Living cells, just like muscles, exert forces on their surroundings. This mobility is at the heart of many biological processes such as cell division, embryogenesis, healing, infection, and immunity.
Although the molecules involved are of the same nature in muscles and non-muscle cells, their organisation is quite different: muscle cells have crystalline solid-like sarcomeres, whereas non-muscle cells have a disordered liquid-like actomyosin network.

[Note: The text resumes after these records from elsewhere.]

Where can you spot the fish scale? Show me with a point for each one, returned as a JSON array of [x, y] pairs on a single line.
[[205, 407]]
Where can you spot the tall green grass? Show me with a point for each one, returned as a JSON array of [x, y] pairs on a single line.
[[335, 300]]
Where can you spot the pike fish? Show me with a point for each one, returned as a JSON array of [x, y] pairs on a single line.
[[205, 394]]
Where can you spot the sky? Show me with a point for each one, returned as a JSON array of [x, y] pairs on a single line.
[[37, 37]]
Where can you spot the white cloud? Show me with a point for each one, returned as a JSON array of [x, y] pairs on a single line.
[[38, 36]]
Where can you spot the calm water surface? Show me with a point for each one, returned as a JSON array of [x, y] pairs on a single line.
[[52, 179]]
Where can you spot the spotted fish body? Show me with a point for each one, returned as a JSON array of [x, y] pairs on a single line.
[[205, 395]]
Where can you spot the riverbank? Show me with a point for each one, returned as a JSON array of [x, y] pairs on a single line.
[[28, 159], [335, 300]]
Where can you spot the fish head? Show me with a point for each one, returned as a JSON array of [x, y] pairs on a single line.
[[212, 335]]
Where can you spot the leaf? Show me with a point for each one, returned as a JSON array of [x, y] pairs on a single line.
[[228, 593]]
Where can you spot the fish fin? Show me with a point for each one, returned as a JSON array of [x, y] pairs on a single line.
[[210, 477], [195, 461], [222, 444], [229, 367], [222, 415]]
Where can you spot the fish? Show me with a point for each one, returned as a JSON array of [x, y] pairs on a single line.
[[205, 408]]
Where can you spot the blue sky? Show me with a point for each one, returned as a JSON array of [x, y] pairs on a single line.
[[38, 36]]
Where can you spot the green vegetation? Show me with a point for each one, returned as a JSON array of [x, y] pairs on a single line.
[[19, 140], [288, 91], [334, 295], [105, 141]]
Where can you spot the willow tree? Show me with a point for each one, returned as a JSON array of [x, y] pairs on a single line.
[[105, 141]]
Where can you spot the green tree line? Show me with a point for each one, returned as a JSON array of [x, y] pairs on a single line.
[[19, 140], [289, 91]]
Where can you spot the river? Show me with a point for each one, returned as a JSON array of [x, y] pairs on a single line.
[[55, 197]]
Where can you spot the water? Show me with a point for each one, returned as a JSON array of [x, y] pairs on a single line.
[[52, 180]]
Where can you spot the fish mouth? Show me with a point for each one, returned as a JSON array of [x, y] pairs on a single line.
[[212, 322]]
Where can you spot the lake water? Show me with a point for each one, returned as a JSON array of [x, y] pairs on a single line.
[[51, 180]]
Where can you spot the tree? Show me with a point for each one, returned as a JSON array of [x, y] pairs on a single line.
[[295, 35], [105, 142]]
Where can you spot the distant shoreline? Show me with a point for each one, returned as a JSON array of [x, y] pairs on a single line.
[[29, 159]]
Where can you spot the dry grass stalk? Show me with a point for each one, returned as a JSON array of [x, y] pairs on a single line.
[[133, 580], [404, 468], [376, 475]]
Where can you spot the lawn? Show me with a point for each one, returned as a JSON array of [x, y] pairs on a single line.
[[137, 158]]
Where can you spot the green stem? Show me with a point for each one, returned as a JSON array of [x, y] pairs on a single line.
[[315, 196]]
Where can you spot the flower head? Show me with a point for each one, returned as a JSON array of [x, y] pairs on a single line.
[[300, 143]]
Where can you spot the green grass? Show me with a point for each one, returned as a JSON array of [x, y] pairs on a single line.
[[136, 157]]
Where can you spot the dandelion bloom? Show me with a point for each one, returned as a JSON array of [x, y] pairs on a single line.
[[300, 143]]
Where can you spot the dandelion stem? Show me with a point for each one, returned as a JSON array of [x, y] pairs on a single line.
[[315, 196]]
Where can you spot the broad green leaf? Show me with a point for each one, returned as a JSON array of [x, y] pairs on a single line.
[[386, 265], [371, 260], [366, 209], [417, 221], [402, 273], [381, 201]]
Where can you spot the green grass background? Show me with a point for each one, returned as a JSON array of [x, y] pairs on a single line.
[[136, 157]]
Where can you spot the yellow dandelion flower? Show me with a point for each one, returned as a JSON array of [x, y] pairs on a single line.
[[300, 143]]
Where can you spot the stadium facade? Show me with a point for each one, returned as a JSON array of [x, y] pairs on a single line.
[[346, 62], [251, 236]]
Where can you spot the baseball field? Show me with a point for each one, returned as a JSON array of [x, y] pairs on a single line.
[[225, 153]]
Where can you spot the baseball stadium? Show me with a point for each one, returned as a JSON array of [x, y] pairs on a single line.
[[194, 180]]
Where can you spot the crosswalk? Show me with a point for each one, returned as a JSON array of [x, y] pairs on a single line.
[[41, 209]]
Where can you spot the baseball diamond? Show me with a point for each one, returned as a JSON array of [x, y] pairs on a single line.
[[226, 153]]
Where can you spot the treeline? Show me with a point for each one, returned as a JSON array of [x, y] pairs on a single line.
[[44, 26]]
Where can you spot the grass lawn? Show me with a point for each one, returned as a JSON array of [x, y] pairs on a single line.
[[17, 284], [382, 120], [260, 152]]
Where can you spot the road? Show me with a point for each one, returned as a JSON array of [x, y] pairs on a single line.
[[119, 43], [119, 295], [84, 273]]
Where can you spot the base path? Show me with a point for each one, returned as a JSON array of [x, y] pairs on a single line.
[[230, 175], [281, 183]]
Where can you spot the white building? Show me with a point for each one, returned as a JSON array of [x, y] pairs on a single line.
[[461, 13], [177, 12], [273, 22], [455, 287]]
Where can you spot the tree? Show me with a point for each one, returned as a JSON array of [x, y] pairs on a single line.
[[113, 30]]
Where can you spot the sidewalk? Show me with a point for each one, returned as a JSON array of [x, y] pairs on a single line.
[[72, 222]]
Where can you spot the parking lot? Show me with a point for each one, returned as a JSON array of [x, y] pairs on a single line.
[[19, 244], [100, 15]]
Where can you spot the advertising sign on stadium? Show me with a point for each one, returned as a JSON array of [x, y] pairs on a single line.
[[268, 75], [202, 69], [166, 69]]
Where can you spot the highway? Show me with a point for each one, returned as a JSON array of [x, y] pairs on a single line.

Cells and muscles have similar mechanics
A group of researchers from the LIPhy and their colleagues from the MSC have recently shown that in spite of these major differences, the key motor properties of muscles and cells result from similar mechanical phenomena. By comparing experiments and the predictions of a rheological model, they have been able to dissect and quantify the energy usage of a cell when pulling on its substrate, and to explain its amazing versatility and resilience regarding abrupt changes of its near environment.
Figure caption
Transmission microscopy image of a single cell adhering between two parallel microplates and submitted to a vertical traction force. The upper microplate is used as a nanonewton force sensor to measure the cell’s response (Credit: MSC Paris Diderot)
Reference
J. Etienne, J. Fouchard, D. Mitrossilis, N. Bufi, P. Durand-Smet and A. Asnacios: Cells as liquid motors. Mechanosensitivity emerges from collective dynamics of actimyosin cortex. PNAS 112(9):2740–2745.